Algific talus slopes are exceptionally rare, the global range existing only in the Driftless region. They typically have northern or eastern exposures, protected from the heat of direct sunlight. The word algific comes from the Latin roots algus, meaning cold, and facere, to make. In some areas, cracks in the bedrock allow water to seep in. A layer of impermeable shale rests shallowly beneath the surface, trapping the water, which then becomes ice in the long, harsh winters. Spring arrives, as it always does, and the perfect combination of ice and open space and underground corridors create cool air vents along these slopes, like tiny little a/c units,. The talus slopes are made cold by this unusual geologic process, a relic from pre-glacial times.
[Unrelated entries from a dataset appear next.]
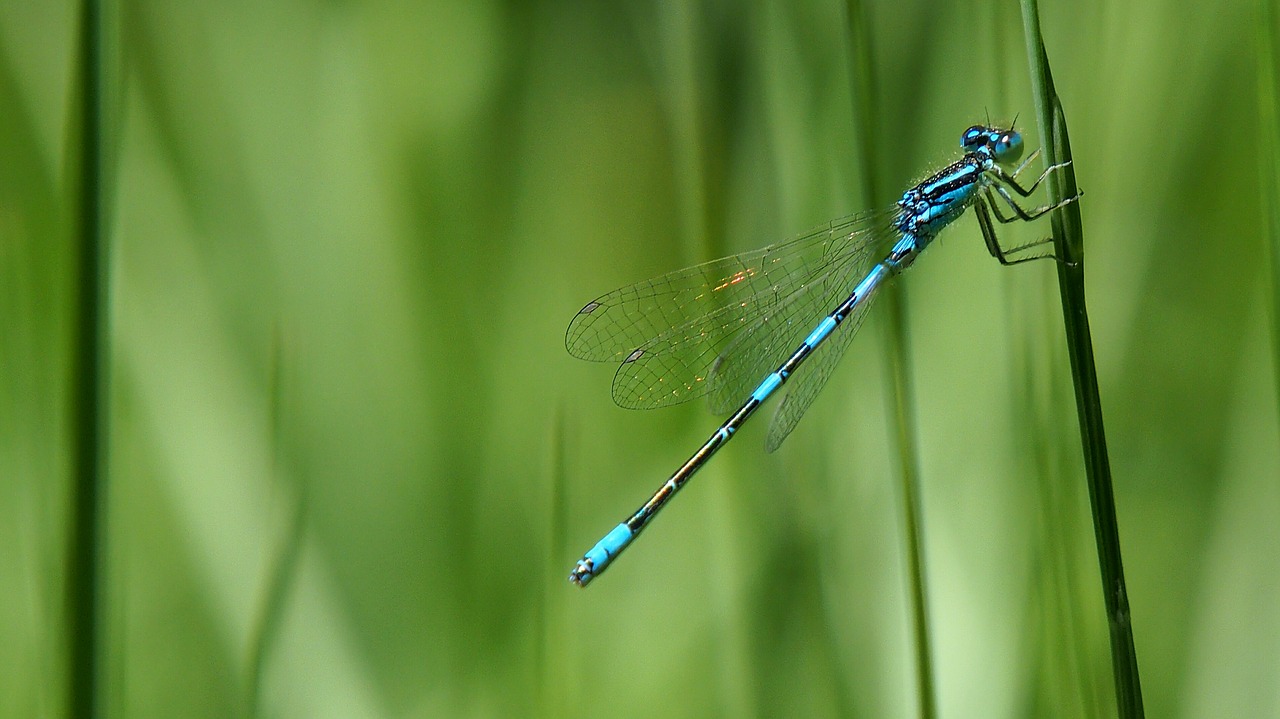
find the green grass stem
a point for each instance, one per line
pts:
(1269, 163)
(901, 397)
(268, 624)
(88, 367)
(1069, 247)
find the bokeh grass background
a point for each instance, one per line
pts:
(351, 462)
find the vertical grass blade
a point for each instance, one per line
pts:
(1069, 247)
(1269, 161)
(270, 618)
(88, 367)
(903, 397)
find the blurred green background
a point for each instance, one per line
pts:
(351, 462)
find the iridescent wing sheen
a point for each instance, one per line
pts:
(762, 347)
(807, 384)
(668, 331)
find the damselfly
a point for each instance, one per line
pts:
(716, 329)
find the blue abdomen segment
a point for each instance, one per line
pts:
(604, 550)
(769, 384)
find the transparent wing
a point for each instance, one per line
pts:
(668, 331)
(613, 325)
(759, 348)
(807, 384)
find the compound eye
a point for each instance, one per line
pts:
(1009, 146)
(973, 137)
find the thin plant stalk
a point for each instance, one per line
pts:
(1069, 247)
(88, 379)
(901, 390)
(1269, 163)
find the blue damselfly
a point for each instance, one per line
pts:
(716, 329)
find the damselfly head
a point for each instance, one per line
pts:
(1002, 145)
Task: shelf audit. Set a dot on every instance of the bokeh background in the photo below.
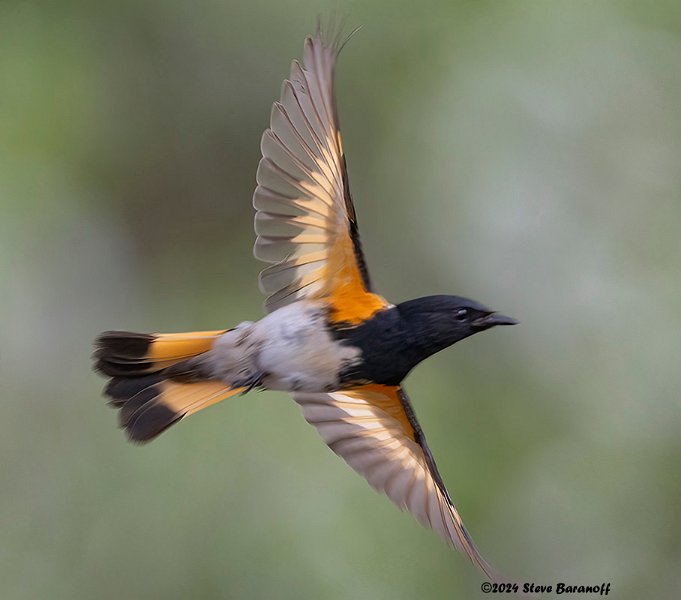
(525, 154)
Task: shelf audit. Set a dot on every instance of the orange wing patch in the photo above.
(305, 221)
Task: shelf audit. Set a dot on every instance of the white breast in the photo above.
(296, 351)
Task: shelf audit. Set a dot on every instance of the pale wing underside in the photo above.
(357, 427)
(302, 222)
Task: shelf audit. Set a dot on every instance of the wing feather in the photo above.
(374, 429)
(305, 221)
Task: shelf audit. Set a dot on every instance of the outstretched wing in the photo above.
(374, 429)
(305, 220)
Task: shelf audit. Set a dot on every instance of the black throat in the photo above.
(395, 340)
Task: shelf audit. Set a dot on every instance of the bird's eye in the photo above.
(462, 314)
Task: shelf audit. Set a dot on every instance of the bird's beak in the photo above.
(492, 320)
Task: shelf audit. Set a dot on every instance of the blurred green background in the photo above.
(525, 154)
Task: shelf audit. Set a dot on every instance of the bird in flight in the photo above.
(327, 337)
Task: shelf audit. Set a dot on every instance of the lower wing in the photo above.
(374, 429)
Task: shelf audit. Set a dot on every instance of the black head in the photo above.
(441, 321)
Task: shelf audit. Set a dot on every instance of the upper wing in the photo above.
(305, 221)
(374, 429)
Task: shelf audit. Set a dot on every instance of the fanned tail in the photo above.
(151, 382)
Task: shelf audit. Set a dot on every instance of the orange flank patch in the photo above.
(386, 398)
(172, 346)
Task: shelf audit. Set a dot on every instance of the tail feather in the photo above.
(127, 354)
(151, 396)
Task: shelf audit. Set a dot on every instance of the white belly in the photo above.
(291, 348)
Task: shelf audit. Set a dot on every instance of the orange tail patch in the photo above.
(127, 354)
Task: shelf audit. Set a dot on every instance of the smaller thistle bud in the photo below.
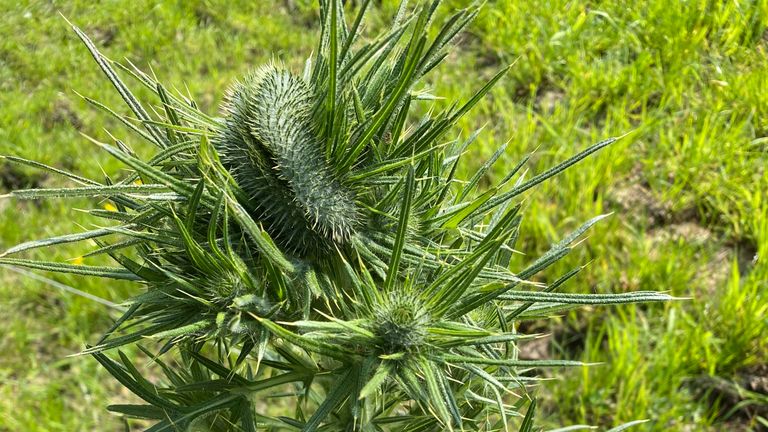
(401, 323)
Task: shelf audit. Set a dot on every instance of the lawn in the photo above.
(685, 81)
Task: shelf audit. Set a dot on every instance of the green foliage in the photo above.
(408, 296)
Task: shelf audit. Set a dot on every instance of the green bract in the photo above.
(312, 249)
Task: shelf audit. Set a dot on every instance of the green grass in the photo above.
(688, 185)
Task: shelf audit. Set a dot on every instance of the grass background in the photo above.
(688, 186)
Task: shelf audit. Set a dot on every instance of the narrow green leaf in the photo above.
(402, 230)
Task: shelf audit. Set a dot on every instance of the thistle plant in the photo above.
(307, 259)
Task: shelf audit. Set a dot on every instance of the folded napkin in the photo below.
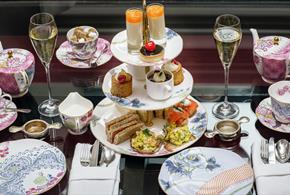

In the often unrelenting heat and humidity of Midwestern summers, these in-ground a/c units continue to pump out cool air, the slowly melting ice kept cold by the insulating earth, the favorable exposure, and the dense canopy, creating rare microhabitats on this already rare terrain. There is a wildflower, a subspecies of northern monkshood, who thrives only here. She is a rare and beautiful thing. She is, dare I say, perfect. She keeps her purple hood drawn tight and revels in the cool breeze created just for her. Remove the monkshood from her microhabitat, however, and she will wilt and die. Monkshood is a federally threatened species, but you could have guessed that. Conditions so specific to survival, what chance does she have?

You, Lonely Old Dad, are looking for a northern monkshood who makes her home on a rare, naturally air-conditioned bluffside slope found only in a small region of one country in this great big world. You, too, have created conditions so specific to your happiness, what chance do you have? The northern monkshood does exist. As do fields and hillsides and freeway ditches full of soft, silky, perfect wildflowers. Should we not pause to appreciate them all? To recognize their beauty does not rest in the ways in which they are what we expect them to be, but instead, in the way this one reaches a little higher to capture the sunlight on her broad leaves, even though it makes her stem wobble, and the way that one’s bruised petals fold into herself more awkwardly than her neighbor blossom? Maybe there are no conditions for perfection other than their short and fearless existence. Perhaps, when we notice their surprising and particular perfections, we might even fall in love.